Global Bioenergies is one of the leading European industrial Biotech companies. It wants to replace fossil oil with a biosourced process that converts biomass to isobutene, one of the most important petrochemical building blocks that can be converted into fuels, plastics, organic glass and elastomers. It signed big deals with car-manufacturer Audi, chemical company Arkema, and the leading French sugar manufacturer Cristal Union.
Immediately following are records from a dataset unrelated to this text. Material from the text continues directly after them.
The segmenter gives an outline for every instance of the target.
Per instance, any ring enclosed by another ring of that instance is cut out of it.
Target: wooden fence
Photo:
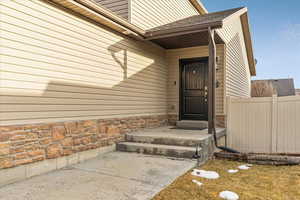
[[[300,153],[300,96],[228,98],[227,133],[241,152]]]

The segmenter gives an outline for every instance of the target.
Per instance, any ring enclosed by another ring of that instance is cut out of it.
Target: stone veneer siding
[[[112,145],[124,134],[167,125],[168,116],[69,121],[0,127],[0,169]]]

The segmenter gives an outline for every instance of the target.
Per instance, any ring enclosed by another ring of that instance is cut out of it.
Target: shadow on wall
[[[121,78],[111,87],[101,86],[104,80],[97,80],[96,72],[92,79],[95,83],[85,82],[87,76],[92,77],[86,71],[78,74],[81,80],[64,73],[64,80],[48,83],[40,80],[51,74],[42,74],[36,80],[22,82],[24,86],[19,88],[25,89],[9,90],[1,98],[5,105],[1,107],[5,116],[2,123],[13,126],[0,126],[0,142],[7,143],[0,169],[111,145],[123,140],[126,132],[167,124],[167,71],[155,59],[145,64],[150,58],[129,58],[131,52],[119,47],[121,44],[108,48],[111,60],[122,69],[112,72]],[[97,73],[100,76],[101,72]],[[42,84],[45,87],[39,87]]]
[[[123,69],[123,80],[127,79],[127,49],[119,48],[118,44],[114,44],[108,47],[108,51],[110,52],[113,59]],[[116,56],[118,52],[123,52],[123,62]]]
[[[30,89],[29,93],[27,89],[22,89],[23,94],[10,94],[15,96],[18,105],[10,104],[4,108],[5,112],[9,112],[7,120],[26,124],[44,119],[67,121],[166,114],[167,71],[163,69],[162,63],[157,63],[155,58],[130,52],[122,41],[109,46],[107,50],[121,70],[115,68],[108,71],[109,67],[105,66],[107,75],[101,70],[93,71],[93,68],[86,69],[86,73],[82,71],[82,74],[78,74],[77,70],[74,72],[76,76],[65,73],[64,80],[50,81],[45,88]]]

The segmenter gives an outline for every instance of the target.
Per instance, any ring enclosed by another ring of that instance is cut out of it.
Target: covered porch
[[[224,22],[246,12],[231,9],[196,15],[146,31],[146,39],[167,51],[168,112],[174,121],[225,127],[226,40]]]

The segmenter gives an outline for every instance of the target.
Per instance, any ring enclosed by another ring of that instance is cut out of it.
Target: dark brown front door
[[[208,58],[180,60],[180,119],[207,120]]]

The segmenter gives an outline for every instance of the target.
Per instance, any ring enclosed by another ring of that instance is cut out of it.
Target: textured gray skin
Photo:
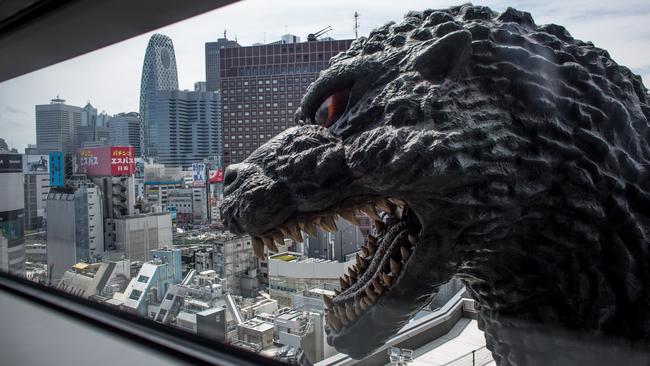
[[[341,118],[314,125],[345,88]],[[650,364],[647,98],[605,50],[528,13],[411,12],[332,59],[301,126],[228,168],[222,217],[261,235],[372,198],[408,203],[423,228],[397,283],[328,329],[355,358],[458,276],[499,365]]]

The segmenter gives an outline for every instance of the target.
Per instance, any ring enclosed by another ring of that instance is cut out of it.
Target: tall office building
[[[159,163],[189,168],[221,155],[218,92],[159,91],[155,108]]]
[[[218,38],[216,42],[205,44],[205,87],[207,91],[217,91],[221,87],[219,51],[222,48],[239,47],[236,41]]]
[[[107,146],[109,144],[108,122],[106,113],[97,114],[97,108],[90,102],[81,110],[81,121],[75,126],[77,149],[82,147]]]
[[[133,146],[133,154],[140,156],[140,115],[137,112],[116,114],[108,126],[111,146]]]
[[[154,34],[144,55],[140,84],[140,149],[144,158],[155,159],[158,156],[156,92],[177,89],[178,74],[172,40],[163,34]]]
[[[294,125],[307,86],[352,40],[222,48],[221,126],[224,165],[244,160]]]
[[[74,154],[77,148],[75,127],[81,125],[82,108],[52,99],[50,104],[36,106],[36,146],[41,154],[62,151]]]
[[[22,155],[0,154],[0,271],[25,273]]]

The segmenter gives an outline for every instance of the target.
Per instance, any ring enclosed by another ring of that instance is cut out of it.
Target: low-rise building
[[[122,309],[141,316],[156,316],[169,286],[181,281],[181,251],[153,250],[124,291]]]
[[[151,250],[173,244],[168,212],[124,216],[114,222],[116,251],[132,261],[145,261]]]
[[[355,262],[337,262],[303,257],[296,252],[283,252],[269,257],[269,293],[280,306],[294,307],[294,295],[314,287],[335,289],[339,277]]]
[[[216,237],[214,242],[215,271],[226,280],[227,291],[233,295],[254,297],[258,288],[254,283],[247,281],[251,277],[250,271],[257,269],[251,237],[226,233]],[[243,287],[242,278],[245,282]]]
[[[245,343],[253,344],[262,350],[273,345],[274,325],[260,318],[253,318],[237,325],[237,338]]]

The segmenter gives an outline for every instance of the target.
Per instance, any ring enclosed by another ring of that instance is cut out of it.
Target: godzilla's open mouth
[[[365,202],[365,203],[364,203]],[[368,325],[379,326],[374,320],[382,317],[388,322],[395,314],[381,315],[382,311],[375,311],[378,304],[386,303],[387,299],[400,297],[392,294],[409,259],[416,250],[418,237],[422,230],[420,221],[408,204],[399,198],[356,197],[347,200],[337,208],[328,209],[326,212],[296,214],[295,217],[279,225],[279,229],[272,229],[265,234],[253,238],[253,248],[258,256],[263,256],[264,246],[272,251],[277,251],[275,242],[283,243],[284,237],[302,241],[302,232],[312,236],[316,235],[316,226],[325,231],[337,230],[336,217],[352,224],[358,225],[357,215],[363,213],[371,219],[373,227],[368,234],[365,245],[356,255],[356,264],[348,269],[348,273],[339,278],[340,289],[335,290],[335,296],[324,296],[326,305],[326,332],[330,344],[339,350],[345,351],[348,343],[346,338],[369,337]],[[398,298],[397,301],[410,301]],[[415,301],[416,299],[412,299]],[[386,308],[386,304],[381,306]],[[408,308],[408,307],[403,307]],[[398,310],[398,309],[394,309]],[[392,312],[392,311],[391,311]],[[363,324],[366,323],[366,324]],[[393,328],[394,325],[386,324],[384,328]],[[377,330],[377,328],[375,328]],[[386,329],[387,333],[394,329]],[[350,333],[348,335],[348,333]],[[373,334],[380,337],[380,334]],[[364,349],[362,352],[368,352]],[[361,351],[361,350],[359,350]],[[347,353],[354,352],[348,350]]]

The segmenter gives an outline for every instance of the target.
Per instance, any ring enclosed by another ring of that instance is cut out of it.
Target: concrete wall
[[[116,219],[115,244],[132,261],[148,260],[150,250],[172,245],[171,215],[162,213]]]
[[[76,263],[74,206],[73,200],[47,201],[47,268],[54,283]]]

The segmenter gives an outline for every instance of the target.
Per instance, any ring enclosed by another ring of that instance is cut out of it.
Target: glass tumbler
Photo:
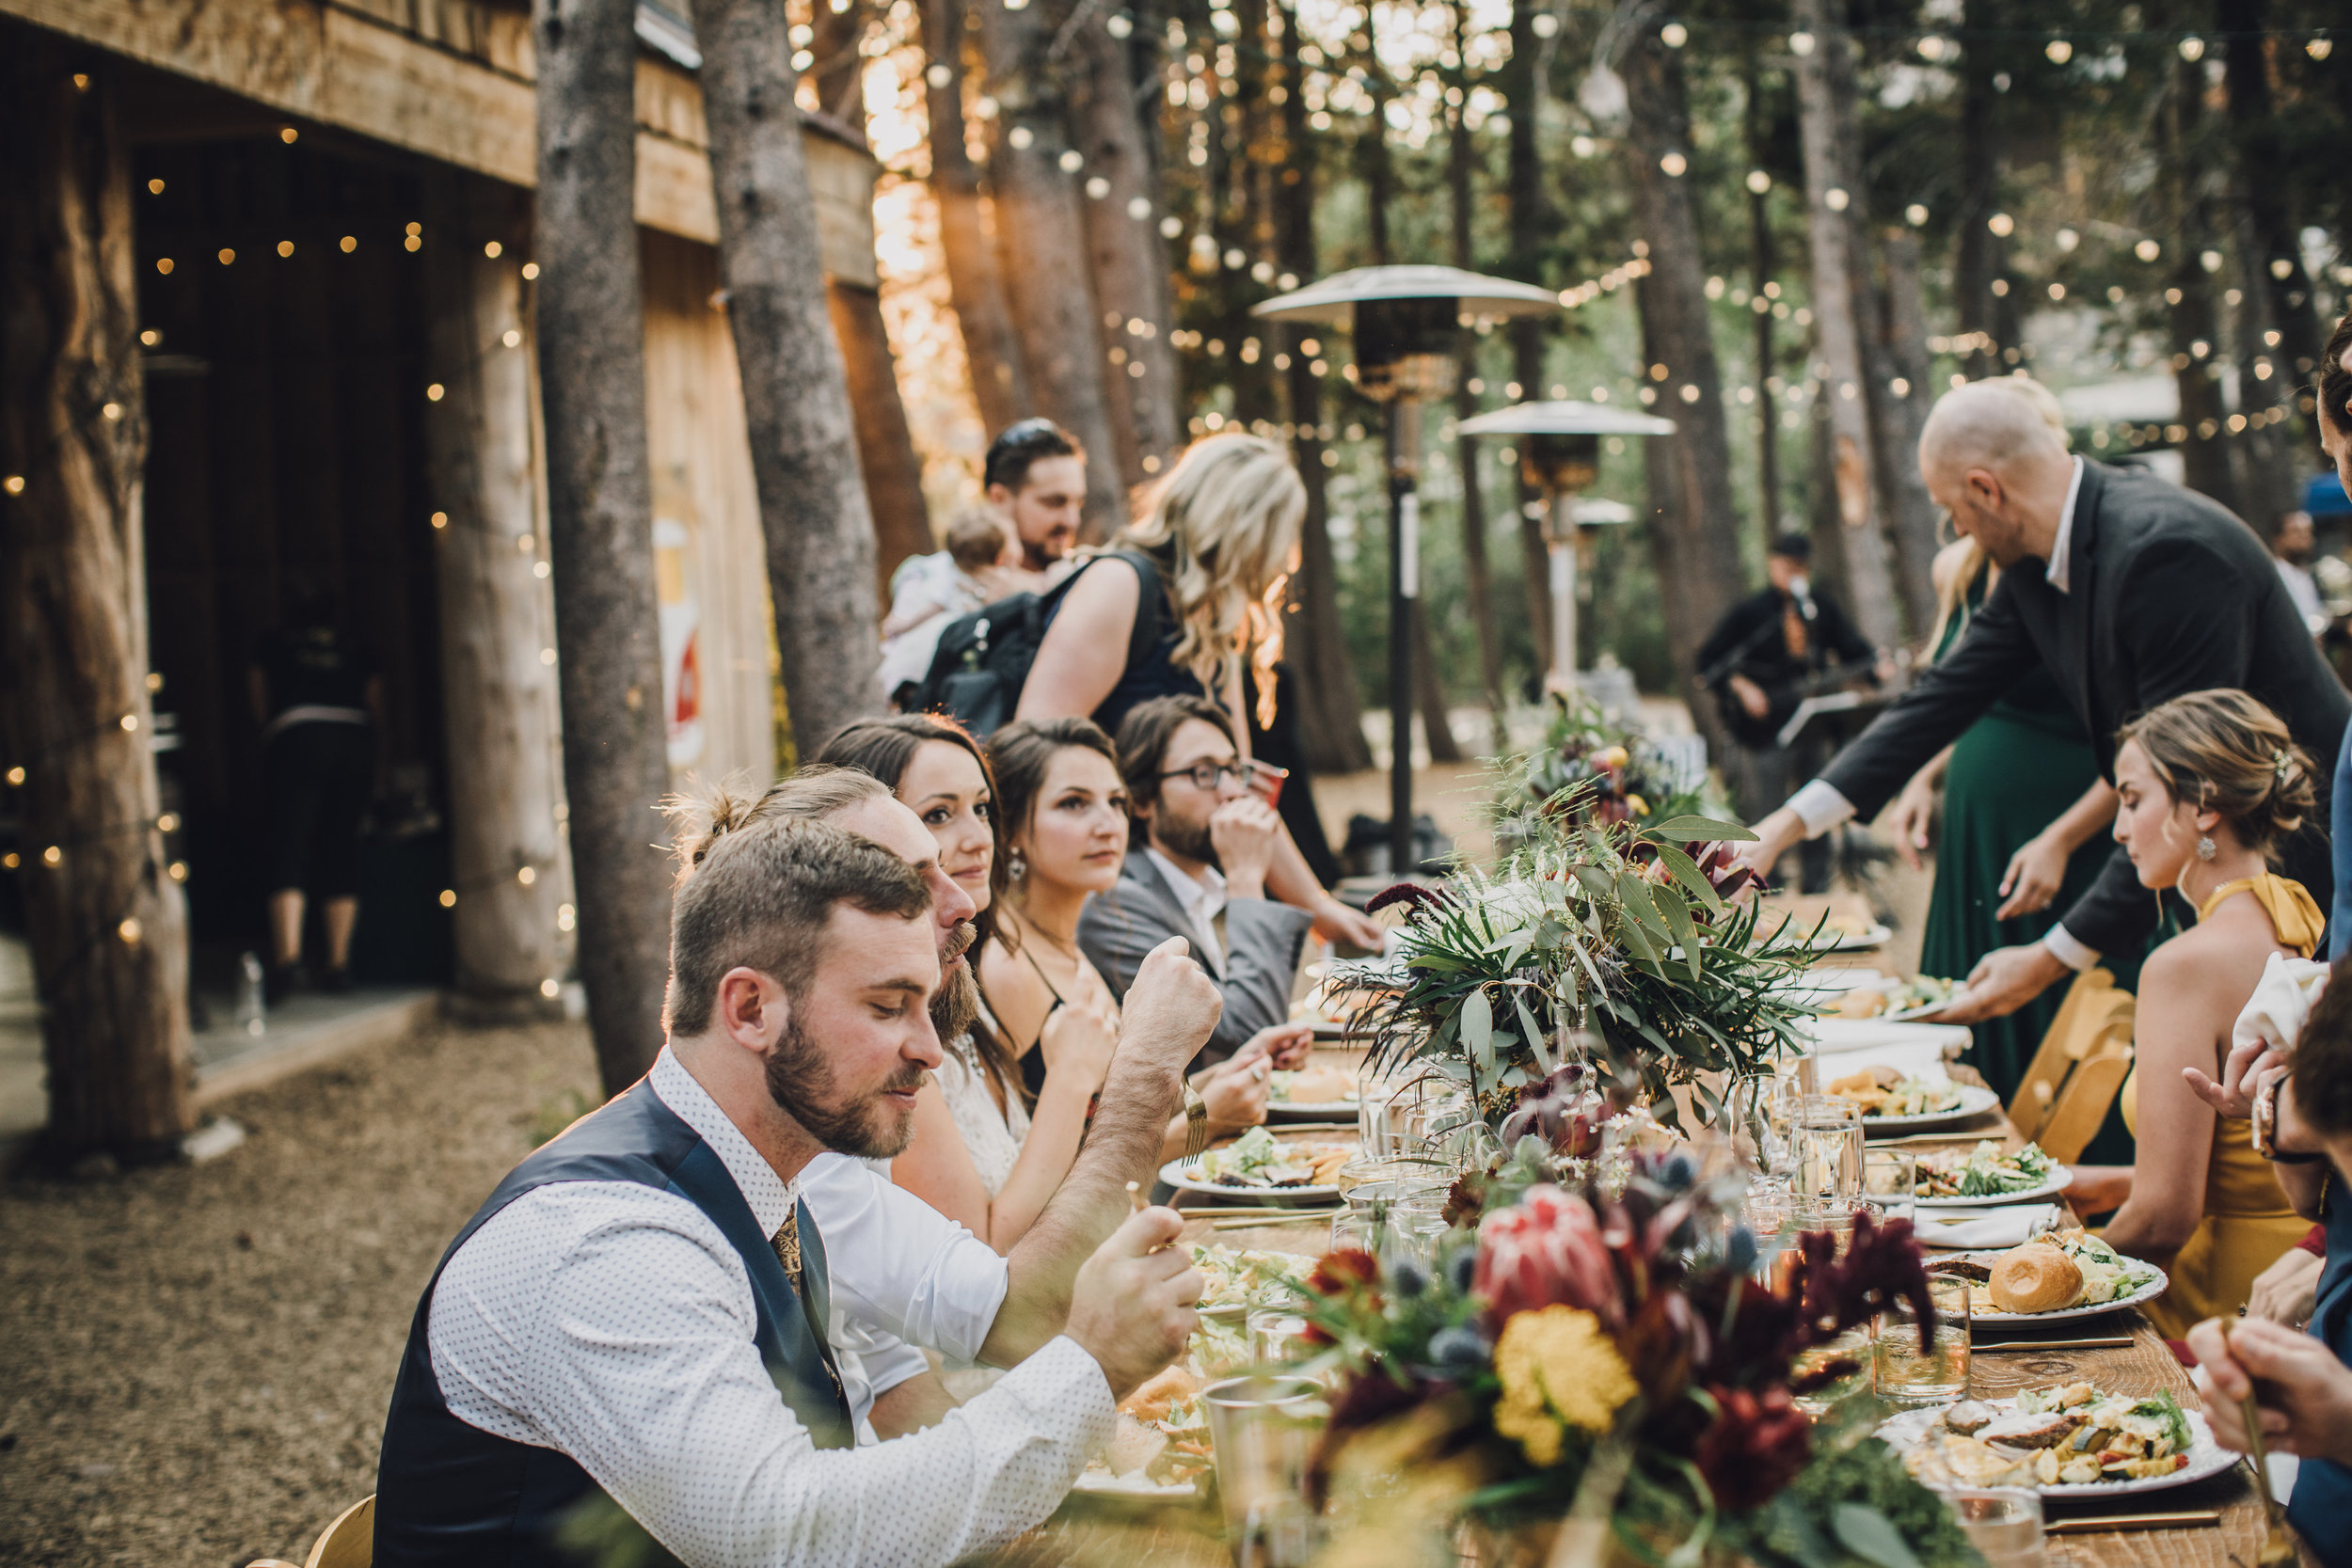
[[[1919,1315],[1898,1301],[1879,1315],[1879,1398],[1889,1404],[1944,1404],[1968,1397],[1968,1282],[1928,1275],[1935,1304],[1929,1348],[1919,1348]]]
[[[1797,1193],[1851,1203],[1862,1196],[1862,1107],[1834,1094],[1797,1102]]]
[[[1225,1536],[1239,1560],[1253,1522],[1305,1495],[1307,1456],[1329,1409],[1321,1386],[1303,1377],[1229,1377],[1203,1389],[1201,1402],[1216,1449]]]
[[[2023,1486],[1938,1487],[1985,1568],[2043,1568],[2042,1495]]]
[[[1919,1212],[1919,1157],[1899,1148],[1866,1148],[1862,1152],[1862,1196],[1886,1211],[1890,1220],[1915,1218]]]

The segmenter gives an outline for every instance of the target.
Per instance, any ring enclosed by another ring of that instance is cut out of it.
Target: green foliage
[[[1724,1529],[1758,1568],[1981,1568],[1960,1522],[1875,1437],[1823,1444],[1788,1490]]]

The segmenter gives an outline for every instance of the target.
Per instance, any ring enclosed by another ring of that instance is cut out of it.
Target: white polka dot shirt
[[[651,1076],[771,1234],[811,1187],[862,1446],[818,1449],[777,1396],[752,1340],[751,1281],[719,1227],[686,1198],[628,1181],[537,1188],[450,1259],[427,1343],[451,1413],[568,1454],[691,1568],[946,1564],[1051,1513],[1109,1441],[1110,1388],[1094,1359],[1057,1338],[939,1425],[875,1443],[875,1394],[922,1361],[907,1340],[975,1357],[1004,1297],[1002,1259],[901,1194],[930,1216],[930,1235],[961,1235],[995,1268],[974,1266],[952,1237],[924,1257],[912,1244],[920,1216],[883,1196],[897,1188],[830,1159],[787,1184],[667,1050]],[[838,1201],[853,1192],[839,1185],[845,1166],[882,1190],[857,1212]],[[820,1208],[818,1188],[835,1201]],[[895,1288],[889,1268],[844,1267],[876,1233],[908,1265]]]

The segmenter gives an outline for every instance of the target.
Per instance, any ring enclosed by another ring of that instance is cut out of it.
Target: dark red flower
[[[1804,1252],[1804,1326],[1811,1342],[1836,1338],[1876,1316],[1897,1300],[1908,1301],[1919,1317],[1922,1354],[1934,1343],[1935,1298],[1928,1293],[1928,1272],[1909,1220],[1881,1225],[1856,1214],[1846,1255],[1827,1231],[1801,1237]]]
[[[1307,1285],[1318,1295],[1337,1296],[1359,1285],[1377,1284],[1379,1279],[1379,1259],[1361,1247],[1341,1247],[1323,1255],[1307,1276]]]
[[[1502,1147],[1515,1148],[1521,1138],[1541,1138],[1554,1154],[1589,1159],[1600,1152],[1597,1115],[1578,1109],[1584,1091],[1592,1087],[1591,1071],[1581,1062],[1554,1068],[1539,1084],[1524,1085],[1519,1102],[1502,1118]]]
[[[1425,910],[1441,910],[1454,900],[1441,888],[1422,887],[1417,882],[1394,882],[1372,895],[1364,905],[1366,914],[1378,914],[1394,904],[1405,906],[1405,918],[1417,920]]]
[[[1693,844],[1689,848],[1699,875],[1715,890],[1716,896],[1729,898],[1744,891],[1749,884],[1762,886],[1762,880],[1746,866],[1738,863],[1740,846],[1725,840],[1711,844]]]
[[[1709,1392],[1717,1409],[1713,1424],[1699,1436],[1694,1456],[1699,1474],[1715,1494],[1716,1507],[1733,1513],[1759,1508],[1812,1458],[1812,1424],[1789,1402],[1786,1388]]]

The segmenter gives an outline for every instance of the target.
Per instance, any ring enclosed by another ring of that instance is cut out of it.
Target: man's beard
[[[1184,859],[1199,861],[1205,865],[1216,863],[1216,846],[1210,841],[1209,825],[1206,822],[1196,822],[1188,816],[1179,816],[1168,809],[1166,801],[1162,801],[1158,820],[1152,826],[1160,843],[1175,850]]]
[[[835,1086],[833,1063],[822,1047],[801,1030],[798,1009],[785,1022],[784,1033],[769,1048],[768,1098],[776,1108],[807,1130],[827,1148],[866,1160],[888,1160],[906,1151],[914,1136],[914,1115],[903,1116],[882,1096],[892,1090],[912,1094],[930,1075],[914,1063],[895,1073],[863,1099],[844,1104]]]
[[[939,1031],[939,1043],[948,1045],[957,1036],[972,1027],[972,1021],[980,1016],[980,983],[969,963],[957,960],[971,950],[979,931],[965,921],[948,934],[939,954],[939,990],[931,993],[931,1027]]]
The company has a market cap worth €120M and counts almost 70 employees based in Evry next to Paris.
In November of 2014, it announced the first industrial production of Isobutene, meaning it successfully climbed up the ladder, starting as a mere lab and moved to a bigger scale after obtaining proof of concept in 2009. The production site was at ARD, a subsidiary of Cristal Union. In may 2015, Global Bioenergies announced that it created a joint-venture with Crystal Union.
And now, two months after this deal, it announced that its production process has also adapted to sucrose, the main component of sugar cane and sugar beet.
To understand this shift, we have to go back to the definition of sucrose, cellulose and the different generation of biofuels.
The first generation of biofuels is based on the transformation of food (often sucrose), the second generation on any biomass (often cellulose-based), and the third generation consists of algae production (Water + Sun + CO2).
First generation biofuel processes are limited in most cases: they threaten food supplies, are not competitive with existing fossil fuels (especially when each barrel costs 50$) and don’t reduce gas emissions (life-cycle assessment are similar to traditional fossil fuels).
The second generation solved a lot of these problems and unleashed the true potentiel of biofuels.
By making this announcement, and by “joint-venturing” with Cristal Union, Global Bioenergies is moving one step in the past. It is using food stock to produce isobutene instead of using renewable and widely available cellulose.
So why did the company go for this move?
One serious hypothesis for this step backwards could rely in the scaling up process. This step is where most of the industrial biotechnology companies fail. Having your engineered bacteria produce gaz in your lab’s bioreactor is already a great step, but having it producing gaz in a 500-10000L reactor is something totally different.
Global Bioenergies may be facing difficulties to scale up its process based on cellulose. Sucrose, however, which is less complex, may allow the process to demonstrate better efficiency.
If so, this would mean bad news for the company. First generation biofuels are not a solution for a sustainable energetic planet and don’t we all know it! Global Bioenergies’ biggest promise was to convert non-eatable biomass into an essential brick of the whole petrochemistry, a way bigger value creation for its partner and shareholders.